Wavves
Wavvves
(Fat Possom)
The crazy talk on the internets right now about Wavves is that the one-man band (aka Nathan Williams) is supposed to be on some next No Age–type of shit. The comparison isn't entirely ridiculous—both acts hail from Southern California (Wavves is from San Diego), bringing some versions of that land's punk history and aesthetics (see the '80s skater on the Wavvves cover) with them to tape, and both mine lo-fi guitar tones that scream (and echo, and fuzz) DIY. But Wavves' brand of lo-fi is less like a nine-volt battery duct-taped into a decent but beat-up loop pedal and more like a blown-out guitar amp recorded directly to a genuinely '80s vintage ghetto-blaster tape deck (and, in fact, Williams has recorded and released some material on cassette).
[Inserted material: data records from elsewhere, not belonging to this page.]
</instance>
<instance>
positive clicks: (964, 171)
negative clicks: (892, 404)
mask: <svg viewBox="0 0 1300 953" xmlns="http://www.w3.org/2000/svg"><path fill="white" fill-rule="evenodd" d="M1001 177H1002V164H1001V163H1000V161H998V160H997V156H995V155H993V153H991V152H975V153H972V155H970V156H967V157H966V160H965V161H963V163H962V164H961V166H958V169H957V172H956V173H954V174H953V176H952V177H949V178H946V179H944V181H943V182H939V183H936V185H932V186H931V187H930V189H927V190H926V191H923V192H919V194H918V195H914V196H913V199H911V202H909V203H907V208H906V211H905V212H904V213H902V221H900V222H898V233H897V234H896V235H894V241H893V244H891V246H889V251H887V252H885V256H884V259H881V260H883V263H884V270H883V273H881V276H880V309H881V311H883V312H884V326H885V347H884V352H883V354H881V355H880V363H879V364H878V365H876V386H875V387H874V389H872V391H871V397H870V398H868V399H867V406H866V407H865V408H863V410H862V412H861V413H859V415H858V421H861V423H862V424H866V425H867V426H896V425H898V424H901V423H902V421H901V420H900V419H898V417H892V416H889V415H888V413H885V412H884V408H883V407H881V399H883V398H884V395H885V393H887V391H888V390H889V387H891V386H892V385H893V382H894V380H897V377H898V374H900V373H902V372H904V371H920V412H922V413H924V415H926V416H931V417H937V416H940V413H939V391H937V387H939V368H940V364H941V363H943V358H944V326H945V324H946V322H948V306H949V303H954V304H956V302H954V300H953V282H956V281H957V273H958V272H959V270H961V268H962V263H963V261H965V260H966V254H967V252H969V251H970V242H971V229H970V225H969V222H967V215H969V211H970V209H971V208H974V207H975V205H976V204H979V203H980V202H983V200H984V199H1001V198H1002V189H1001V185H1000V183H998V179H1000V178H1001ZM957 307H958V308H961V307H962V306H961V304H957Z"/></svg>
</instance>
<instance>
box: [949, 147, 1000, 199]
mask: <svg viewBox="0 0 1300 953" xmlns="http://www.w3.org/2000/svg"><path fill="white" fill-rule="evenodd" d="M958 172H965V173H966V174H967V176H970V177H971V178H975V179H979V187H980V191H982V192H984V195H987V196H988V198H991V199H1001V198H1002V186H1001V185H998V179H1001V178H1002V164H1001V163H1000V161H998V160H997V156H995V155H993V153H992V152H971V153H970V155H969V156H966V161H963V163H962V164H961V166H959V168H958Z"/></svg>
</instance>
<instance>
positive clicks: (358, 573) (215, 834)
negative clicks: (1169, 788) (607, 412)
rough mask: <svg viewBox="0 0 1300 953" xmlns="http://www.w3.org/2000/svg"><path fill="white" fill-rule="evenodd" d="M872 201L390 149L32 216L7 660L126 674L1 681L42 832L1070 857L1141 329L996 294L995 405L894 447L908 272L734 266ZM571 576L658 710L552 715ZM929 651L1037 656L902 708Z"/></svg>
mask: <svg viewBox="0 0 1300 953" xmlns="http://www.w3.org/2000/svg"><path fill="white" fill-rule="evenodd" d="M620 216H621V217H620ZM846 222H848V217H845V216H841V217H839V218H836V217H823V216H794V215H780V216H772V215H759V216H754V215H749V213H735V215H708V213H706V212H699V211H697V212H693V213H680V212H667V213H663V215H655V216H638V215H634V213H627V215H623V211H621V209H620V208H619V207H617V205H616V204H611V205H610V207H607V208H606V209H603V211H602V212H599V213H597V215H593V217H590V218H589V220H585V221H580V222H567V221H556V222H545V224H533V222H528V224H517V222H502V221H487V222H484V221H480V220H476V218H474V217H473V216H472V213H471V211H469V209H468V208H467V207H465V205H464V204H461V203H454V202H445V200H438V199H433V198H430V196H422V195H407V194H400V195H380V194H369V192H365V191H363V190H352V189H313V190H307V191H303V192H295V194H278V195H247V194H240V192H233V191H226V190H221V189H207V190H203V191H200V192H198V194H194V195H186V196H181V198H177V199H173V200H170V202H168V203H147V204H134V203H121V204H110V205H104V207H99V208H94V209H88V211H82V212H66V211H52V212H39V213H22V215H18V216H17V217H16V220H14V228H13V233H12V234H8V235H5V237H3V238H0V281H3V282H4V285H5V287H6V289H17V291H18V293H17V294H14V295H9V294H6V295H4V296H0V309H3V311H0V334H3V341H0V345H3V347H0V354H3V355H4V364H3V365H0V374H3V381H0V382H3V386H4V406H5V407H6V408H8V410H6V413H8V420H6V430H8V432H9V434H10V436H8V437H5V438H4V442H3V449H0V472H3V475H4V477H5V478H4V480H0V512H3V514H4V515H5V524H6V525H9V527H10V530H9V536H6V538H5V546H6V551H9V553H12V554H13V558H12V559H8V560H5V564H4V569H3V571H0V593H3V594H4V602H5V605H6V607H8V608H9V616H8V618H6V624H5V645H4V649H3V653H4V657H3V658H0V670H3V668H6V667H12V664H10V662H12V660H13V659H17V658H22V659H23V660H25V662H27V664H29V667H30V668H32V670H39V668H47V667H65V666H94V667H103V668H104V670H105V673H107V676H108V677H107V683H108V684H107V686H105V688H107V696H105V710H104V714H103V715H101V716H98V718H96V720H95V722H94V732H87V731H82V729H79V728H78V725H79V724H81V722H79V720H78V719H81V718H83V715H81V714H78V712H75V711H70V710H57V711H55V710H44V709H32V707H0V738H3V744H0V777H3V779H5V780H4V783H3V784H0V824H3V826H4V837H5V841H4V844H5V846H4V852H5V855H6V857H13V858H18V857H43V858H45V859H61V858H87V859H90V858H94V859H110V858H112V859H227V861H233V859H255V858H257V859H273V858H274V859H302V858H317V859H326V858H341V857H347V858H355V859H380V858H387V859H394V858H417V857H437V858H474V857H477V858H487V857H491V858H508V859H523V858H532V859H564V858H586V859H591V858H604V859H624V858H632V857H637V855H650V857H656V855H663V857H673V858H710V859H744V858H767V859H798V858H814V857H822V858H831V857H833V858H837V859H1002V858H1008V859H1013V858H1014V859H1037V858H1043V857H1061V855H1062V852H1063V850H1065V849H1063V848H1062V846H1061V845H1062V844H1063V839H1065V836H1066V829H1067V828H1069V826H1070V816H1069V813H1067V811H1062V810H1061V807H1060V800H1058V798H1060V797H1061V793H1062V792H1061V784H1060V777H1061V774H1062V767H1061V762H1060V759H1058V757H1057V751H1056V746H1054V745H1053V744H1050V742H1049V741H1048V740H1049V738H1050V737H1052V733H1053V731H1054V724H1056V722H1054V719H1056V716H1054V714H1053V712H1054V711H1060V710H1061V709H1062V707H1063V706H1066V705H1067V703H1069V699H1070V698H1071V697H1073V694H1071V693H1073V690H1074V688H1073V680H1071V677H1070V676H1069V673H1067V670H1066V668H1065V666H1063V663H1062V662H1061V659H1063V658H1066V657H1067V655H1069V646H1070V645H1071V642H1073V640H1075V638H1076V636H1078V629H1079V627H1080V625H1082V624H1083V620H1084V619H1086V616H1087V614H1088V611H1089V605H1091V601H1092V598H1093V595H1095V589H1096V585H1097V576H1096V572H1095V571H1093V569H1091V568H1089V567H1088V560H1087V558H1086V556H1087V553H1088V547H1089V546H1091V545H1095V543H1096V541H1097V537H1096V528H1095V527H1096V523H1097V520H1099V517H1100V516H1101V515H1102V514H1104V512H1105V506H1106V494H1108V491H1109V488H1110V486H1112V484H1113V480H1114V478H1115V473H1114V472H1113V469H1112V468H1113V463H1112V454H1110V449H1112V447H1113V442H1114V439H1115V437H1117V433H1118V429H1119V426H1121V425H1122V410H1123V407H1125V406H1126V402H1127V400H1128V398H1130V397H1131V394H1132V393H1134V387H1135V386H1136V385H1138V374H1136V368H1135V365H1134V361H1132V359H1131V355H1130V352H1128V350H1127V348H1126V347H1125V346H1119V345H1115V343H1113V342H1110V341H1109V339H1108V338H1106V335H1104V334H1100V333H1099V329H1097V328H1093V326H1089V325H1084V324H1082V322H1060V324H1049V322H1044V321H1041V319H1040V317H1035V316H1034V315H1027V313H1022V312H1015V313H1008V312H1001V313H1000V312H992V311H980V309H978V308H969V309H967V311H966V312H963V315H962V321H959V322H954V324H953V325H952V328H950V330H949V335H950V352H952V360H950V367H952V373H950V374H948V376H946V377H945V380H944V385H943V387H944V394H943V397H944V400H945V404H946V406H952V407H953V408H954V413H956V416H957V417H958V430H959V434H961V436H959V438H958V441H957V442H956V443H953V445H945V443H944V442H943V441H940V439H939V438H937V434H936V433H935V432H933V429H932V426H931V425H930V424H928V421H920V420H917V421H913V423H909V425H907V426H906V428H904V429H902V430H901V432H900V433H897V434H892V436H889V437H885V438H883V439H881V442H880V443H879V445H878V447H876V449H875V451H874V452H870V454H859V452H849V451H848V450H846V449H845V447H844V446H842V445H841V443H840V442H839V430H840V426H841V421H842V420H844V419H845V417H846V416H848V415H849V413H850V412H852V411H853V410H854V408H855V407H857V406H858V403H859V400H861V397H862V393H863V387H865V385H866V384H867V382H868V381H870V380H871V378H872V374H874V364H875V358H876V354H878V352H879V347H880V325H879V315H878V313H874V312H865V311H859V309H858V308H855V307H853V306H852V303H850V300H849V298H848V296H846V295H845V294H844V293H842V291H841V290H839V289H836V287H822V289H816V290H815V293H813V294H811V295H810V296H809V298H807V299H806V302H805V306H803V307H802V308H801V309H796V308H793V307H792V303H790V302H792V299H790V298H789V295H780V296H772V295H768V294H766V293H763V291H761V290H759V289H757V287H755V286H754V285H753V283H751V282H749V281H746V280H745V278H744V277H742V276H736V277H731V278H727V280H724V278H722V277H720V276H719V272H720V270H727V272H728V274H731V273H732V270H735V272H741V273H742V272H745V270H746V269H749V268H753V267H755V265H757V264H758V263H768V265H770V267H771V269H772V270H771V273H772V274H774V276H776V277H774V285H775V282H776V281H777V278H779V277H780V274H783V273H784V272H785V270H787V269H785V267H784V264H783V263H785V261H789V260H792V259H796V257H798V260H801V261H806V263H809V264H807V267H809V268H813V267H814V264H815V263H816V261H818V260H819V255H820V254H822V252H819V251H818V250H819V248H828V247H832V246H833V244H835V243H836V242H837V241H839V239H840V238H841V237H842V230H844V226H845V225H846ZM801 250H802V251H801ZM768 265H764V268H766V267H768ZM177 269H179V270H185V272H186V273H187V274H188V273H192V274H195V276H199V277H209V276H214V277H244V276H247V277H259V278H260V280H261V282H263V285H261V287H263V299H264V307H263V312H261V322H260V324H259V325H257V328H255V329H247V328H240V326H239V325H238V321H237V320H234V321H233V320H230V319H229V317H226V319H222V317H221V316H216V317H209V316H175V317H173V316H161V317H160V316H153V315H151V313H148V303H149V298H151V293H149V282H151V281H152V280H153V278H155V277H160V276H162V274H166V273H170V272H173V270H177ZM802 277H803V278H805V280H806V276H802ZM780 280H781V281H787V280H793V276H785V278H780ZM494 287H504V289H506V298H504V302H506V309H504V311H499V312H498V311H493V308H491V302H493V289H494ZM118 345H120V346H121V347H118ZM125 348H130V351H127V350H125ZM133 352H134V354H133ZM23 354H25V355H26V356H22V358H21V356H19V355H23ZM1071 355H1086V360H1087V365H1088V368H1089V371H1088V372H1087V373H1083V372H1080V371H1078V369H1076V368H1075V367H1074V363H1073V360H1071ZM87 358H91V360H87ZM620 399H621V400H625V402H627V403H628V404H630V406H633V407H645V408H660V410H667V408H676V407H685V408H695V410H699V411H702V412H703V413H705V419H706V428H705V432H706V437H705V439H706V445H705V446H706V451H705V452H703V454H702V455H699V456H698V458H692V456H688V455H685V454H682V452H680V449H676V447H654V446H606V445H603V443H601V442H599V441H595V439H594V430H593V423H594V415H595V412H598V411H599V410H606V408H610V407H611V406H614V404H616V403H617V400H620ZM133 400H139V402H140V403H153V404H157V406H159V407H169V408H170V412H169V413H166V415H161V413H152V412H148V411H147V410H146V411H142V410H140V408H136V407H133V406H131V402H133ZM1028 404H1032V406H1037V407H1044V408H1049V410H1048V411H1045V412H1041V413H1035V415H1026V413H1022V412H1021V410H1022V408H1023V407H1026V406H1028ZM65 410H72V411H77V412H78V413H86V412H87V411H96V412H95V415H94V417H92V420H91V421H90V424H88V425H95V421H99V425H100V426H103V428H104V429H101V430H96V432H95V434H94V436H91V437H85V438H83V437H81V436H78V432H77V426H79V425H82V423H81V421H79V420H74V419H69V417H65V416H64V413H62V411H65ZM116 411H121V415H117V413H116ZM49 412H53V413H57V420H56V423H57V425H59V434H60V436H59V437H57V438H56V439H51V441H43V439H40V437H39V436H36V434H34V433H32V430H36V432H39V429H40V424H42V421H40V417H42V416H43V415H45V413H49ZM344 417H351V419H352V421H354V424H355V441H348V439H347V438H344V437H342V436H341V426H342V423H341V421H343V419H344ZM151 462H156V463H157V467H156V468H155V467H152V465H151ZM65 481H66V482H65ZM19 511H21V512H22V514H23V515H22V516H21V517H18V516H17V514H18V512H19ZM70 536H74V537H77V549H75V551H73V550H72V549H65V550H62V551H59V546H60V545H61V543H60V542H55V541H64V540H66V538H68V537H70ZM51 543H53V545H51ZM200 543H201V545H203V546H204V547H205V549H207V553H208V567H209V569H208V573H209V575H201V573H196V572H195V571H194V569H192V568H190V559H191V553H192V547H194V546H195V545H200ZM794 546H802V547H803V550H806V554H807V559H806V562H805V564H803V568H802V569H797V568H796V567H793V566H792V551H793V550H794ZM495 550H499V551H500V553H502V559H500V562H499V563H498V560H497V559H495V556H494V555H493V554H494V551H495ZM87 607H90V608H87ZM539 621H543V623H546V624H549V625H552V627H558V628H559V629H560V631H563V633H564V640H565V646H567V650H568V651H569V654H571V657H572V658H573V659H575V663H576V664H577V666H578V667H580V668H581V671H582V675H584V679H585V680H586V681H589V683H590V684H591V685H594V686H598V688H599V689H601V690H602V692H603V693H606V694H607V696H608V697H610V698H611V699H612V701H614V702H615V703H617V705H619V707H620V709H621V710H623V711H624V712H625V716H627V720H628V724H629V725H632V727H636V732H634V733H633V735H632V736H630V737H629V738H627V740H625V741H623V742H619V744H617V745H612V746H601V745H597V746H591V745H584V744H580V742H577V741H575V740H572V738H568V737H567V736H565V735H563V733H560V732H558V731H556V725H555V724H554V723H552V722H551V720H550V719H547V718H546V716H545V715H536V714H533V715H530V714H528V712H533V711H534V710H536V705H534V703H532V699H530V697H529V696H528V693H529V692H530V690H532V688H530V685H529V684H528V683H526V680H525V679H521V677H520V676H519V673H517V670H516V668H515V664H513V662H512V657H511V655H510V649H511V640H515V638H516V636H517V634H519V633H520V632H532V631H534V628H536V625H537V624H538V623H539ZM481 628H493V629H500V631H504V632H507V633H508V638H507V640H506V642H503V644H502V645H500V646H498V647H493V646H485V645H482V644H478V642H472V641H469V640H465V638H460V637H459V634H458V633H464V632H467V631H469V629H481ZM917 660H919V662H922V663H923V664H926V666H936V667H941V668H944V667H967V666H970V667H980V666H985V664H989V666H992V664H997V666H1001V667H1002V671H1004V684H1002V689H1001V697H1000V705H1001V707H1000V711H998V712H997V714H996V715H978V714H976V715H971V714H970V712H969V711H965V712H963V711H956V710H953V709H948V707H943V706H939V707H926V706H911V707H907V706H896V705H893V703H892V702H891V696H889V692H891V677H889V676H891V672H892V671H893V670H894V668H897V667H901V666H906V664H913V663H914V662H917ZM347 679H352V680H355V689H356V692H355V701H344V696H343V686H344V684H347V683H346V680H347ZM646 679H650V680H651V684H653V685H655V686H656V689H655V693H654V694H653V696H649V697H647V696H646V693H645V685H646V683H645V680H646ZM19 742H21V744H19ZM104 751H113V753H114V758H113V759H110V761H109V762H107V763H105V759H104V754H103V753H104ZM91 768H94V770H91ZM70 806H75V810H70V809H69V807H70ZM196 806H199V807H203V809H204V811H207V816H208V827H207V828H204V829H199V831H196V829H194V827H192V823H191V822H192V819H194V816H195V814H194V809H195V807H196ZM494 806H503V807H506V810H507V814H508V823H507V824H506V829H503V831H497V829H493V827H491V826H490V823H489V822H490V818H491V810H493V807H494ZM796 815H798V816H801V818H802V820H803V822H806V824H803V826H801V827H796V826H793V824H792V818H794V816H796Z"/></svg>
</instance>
Standing between the listener and Wavves' essentially poppy instincts is a thick layer of clipping guitar distortion that renders some otherwise good songs just physically unpleasant to hear. But when the trick works—when the noise and the pop align just right—it's a blast.
One example of such success is the joy-riding "No Hope Kids," a simple, three-chord sing-along ("Got no car/Got no money/I got nothing, nothing, nothing/Not at all") that clocks in at a perfect 2:14, just enough time for one sunshine-bright, wiped-out guitar solo. Another is "Weed Demon"—Wavves' songs titles are heavy on demons, goths, punx, and references to California sun and surf; his logo is an update of the Wipers'—which hints slightly at Pixies' mellower but still batshit surf-guitar genius (in which swimming out into the waves is equivalent with drifting into outer space).
The greatest glimmer of Wavves' potential, though (and also the album's most No Age–y track, perhaps explaining the comparisons), is "So Bored," a rippin', catchy punk-pop song with perfectly fuzzed-out guitars pinned to a swinging, tom-rolling backbeat, Williams providing as he does throughout the album his own reverb-heavy, ghost-whining backup vocals. If Wavves did a record with a dozen songs like this, he'd more than earn his fast-accumulating accolades.